More than half (51.2%) of the parturients were transferred to obstetrician-led care. Nulliparous women constituted the majority of transfers, and request for epidural analgesia was the most common cause. In Germany, midwife-led models of care do not allow for interventions like oxytocin augmentation or administration of i.v.-opioid analgesia. These factors may have contributed to the high transfer rate. Additionally, the fact that obstetrician-led care is available within the same premises; possible without delay; and with continuing care of the parturient by the respective midwife before and after transfer may have lowered the threshold for a decision in favour of transfer.

An explanation for our finding that transfer rates were dominated by nulliparous women requesting analgesia may be owed to the fact that during the study period a severe shortage of hospital-based midwives was present. Pregnant women were anxious about the quality of care they would receive for their labor. Since care in AMU included continuous one-to-one care, women may have registered for birth in AMU with the major intention to get high-quality care for their birth, and less with the aim to give birth without interventions. Our results confirm our previous retrospective data; here, the transfer rate was 50.3% [16]. Transfer rates and causes from midwife-led models of care to obstetrician-led care have been extensively examined; in the majority of reports transfers pertain to hospital from home. For all investigations, an association between parity and transfer rate was established. Here, additional information may support women’s informed choice with respect to model of care for birth. A German single-center analysis reported 14.6% transfers from home to hospital [23]. Transfers were separately analyzed for the “Birthplace in England” study. Here, transfer from AMU occurred in 27.0% (21.0% from FMUs, respectively), with an adjusted odds ratio for transfer from AMU of 2.6 for nulliparous women. Prolonged labor was the most common cause (35%) [24]. Blix et al. 2014 in their systematic review reported overall transfer rates between 9.9 and 31.9% (nulliparous: 23.4–45.4%; parous 5.8–12.0%) [25]. In a study from Oregon / USA 16.5% of women were transferred from home to hospital during labor [4]. In a New Zealand study, transfer from FMUs occurred in 53.1%; these included transfers before the onset of birth [5, 26]. In a study from Denmark, transfer rates of 28.4% from home to hospital were reported [6]. Seijmonsbergen-Schermers et al. 2020 described a transfer rate of 55–68% for nulliparous women in the Netherlands (20–32% for parous women, respectively) [21].

Strengths of our study include the prospective design; the conduction in obstetric departments of all levels of care; the meticulous selection of cases and controls – only women entering labor after uneventful pregnancy with a high chance for an uncomplicated vaginal birth were recruited; the analysis according to the intended place of birth; the predefined transfer criteria; and the reporting of the outcome of transferred cases.

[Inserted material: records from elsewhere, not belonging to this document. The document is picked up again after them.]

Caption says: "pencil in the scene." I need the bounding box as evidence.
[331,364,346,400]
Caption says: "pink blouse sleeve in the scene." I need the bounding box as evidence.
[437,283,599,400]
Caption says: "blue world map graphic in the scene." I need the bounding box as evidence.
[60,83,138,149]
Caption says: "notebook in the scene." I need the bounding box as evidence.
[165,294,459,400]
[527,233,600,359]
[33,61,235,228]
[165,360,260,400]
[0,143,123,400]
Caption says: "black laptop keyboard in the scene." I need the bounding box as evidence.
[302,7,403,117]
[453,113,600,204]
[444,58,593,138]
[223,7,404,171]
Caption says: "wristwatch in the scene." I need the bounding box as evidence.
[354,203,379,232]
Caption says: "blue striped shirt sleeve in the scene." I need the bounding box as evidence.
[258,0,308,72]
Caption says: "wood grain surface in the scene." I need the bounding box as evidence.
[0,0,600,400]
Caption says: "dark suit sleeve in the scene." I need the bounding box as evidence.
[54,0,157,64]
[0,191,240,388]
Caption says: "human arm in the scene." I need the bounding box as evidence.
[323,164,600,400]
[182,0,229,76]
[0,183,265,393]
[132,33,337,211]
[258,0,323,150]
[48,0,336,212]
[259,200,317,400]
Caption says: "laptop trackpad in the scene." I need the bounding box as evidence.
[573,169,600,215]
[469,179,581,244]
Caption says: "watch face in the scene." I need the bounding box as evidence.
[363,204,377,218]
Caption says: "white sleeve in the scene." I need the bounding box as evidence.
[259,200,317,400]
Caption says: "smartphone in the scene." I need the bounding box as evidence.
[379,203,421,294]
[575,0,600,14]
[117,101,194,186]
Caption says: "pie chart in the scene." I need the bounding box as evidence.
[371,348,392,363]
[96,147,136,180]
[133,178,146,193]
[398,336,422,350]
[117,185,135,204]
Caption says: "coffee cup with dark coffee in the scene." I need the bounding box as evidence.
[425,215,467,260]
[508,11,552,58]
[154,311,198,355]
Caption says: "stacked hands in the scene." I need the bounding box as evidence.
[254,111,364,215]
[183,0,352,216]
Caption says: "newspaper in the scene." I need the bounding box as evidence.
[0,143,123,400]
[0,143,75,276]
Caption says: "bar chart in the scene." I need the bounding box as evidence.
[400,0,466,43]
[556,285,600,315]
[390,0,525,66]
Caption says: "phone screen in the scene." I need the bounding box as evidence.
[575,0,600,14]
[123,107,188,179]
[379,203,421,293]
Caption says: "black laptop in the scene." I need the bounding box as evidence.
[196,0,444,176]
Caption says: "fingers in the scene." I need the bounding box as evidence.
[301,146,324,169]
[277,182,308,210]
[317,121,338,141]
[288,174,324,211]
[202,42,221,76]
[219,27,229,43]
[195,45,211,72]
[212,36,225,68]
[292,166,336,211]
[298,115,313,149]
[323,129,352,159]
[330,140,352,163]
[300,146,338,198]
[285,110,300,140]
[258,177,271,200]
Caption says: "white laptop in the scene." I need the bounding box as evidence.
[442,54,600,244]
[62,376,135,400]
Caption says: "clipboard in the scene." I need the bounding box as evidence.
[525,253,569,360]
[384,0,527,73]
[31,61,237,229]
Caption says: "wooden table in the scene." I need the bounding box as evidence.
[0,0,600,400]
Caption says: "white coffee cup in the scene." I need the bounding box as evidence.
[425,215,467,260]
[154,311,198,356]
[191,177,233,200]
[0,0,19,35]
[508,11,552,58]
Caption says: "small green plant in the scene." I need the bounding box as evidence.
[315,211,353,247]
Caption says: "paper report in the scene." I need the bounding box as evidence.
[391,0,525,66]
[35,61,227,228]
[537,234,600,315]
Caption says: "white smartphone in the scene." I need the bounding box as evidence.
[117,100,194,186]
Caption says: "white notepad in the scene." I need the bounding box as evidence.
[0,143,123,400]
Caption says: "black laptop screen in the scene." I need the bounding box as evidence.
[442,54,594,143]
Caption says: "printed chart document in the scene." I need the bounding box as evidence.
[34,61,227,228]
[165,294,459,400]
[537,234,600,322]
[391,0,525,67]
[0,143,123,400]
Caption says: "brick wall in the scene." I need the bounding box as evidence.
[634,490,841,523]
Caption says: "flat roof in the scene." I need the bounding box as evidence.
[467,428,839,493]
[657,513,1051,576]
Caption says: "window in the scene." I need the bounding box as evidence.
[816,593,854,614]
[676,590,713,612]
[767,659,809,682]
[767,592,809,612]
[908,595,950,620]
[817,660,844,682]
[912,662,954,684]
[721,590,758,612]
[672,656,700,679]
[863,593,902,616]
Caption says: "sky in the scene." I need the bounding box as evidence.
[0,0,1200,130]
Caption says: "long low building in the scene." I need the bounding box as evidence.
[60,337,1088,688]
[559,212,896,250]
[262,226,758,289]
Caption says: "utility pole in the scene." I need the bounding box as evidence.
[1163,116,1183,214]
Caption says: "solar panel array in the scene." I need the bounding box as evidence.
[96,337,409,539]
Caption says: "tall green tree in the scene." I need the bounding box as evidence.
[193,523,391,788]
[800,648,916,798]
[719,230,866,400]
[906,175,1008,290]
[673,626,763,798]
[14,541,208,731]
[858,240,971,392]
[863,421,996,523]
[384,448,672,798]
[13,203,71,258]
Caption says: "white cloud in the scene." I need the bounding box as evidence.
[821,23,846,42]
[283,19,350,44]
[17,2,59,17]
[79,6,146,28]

Limitations of our study include the size of our study group. The reduction in recruitment was mainly owed to the Covid pandemic which forced all participating study sites to change the booking procedures for birth. This included either a switch from personal to electronic booking or abandoning booking procedures for low-risk women altogether, thereby reducing the chances of recruitment. Additionally, as a result of shortage of staff and rising number of births, midwives of all study sites reported a very high workload during the study period. These time constraints resulted in women not being invited to participate despite their eligibility and was the rationale for choosing a one-to-one ratio for the recruitment of study and control group even though a one-to-three ratio would have increased the statistical power of our study.